CHICAGO - The Illinois Republican Party's central committee backed off an attempt to fire party chairman Pat Brady on Saturday, amid concern that ousting him because of his support for gay marriage could damage GOP efforts to appeal to more moderate voters.
Brady became a target of some socially conservative members of the party when he spoke out in favor of a bill before the Legislature earlier this year that would end Illinois' ban on same-sex marriage.
Committeemen had scheduled a Saturday meeting in the Chicago suburb of Tinley Park to consider firing him, but it was canceled late Friday, partly because it became clear there weren't enough votes to remove Brady.
State Sen.
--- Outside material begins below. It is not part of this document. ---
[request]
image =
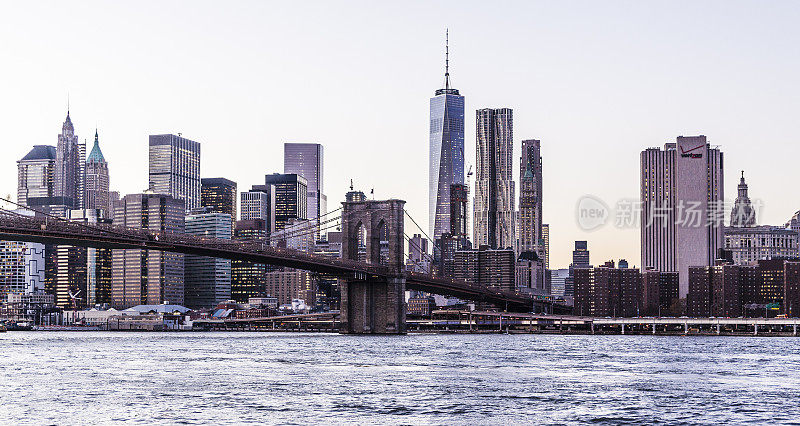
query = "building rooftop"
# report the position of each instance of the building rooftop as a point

Dave Syverson, a committeeman and party treasurer, said the vote would have been close, but members who had concerns about Brady separate from his gay marriage stance "didn't want to be thrown in with those" concerned about it.
"Instead of making a rash decision, we wanted to sit down and say, What are our goals and are we reaching them?' Sometimes holding off and giving time to make a rational decision actually works," Syverson, R-Rockford, said.
The conflict recently has spread past the state's boundaries, and prominent Republicans, including U.S. Mark Kirk and state House Republican Leader Tom Cross, warned that firing Brady would be "a mistake." They say if the party is going to grow, it needs to be more inclusive and accepting of differences of opinion - particularly in the Democratic-leaning state of Illinois.
A spokesman for Kirk, the state's ranking Republican lawmaker, said Saturday the senator was pleased the committee "made the right decision." Kirk voted to end the policy barring gays from openly serving in the military, known as "Don't Ask, Don't Tell," and he opposes a proposed constitutional amendment to ban gay marriage.
"(Kirk) believes it's time to move on and focus on getting Republicans elected in 2014," spokesman Lance Trover said.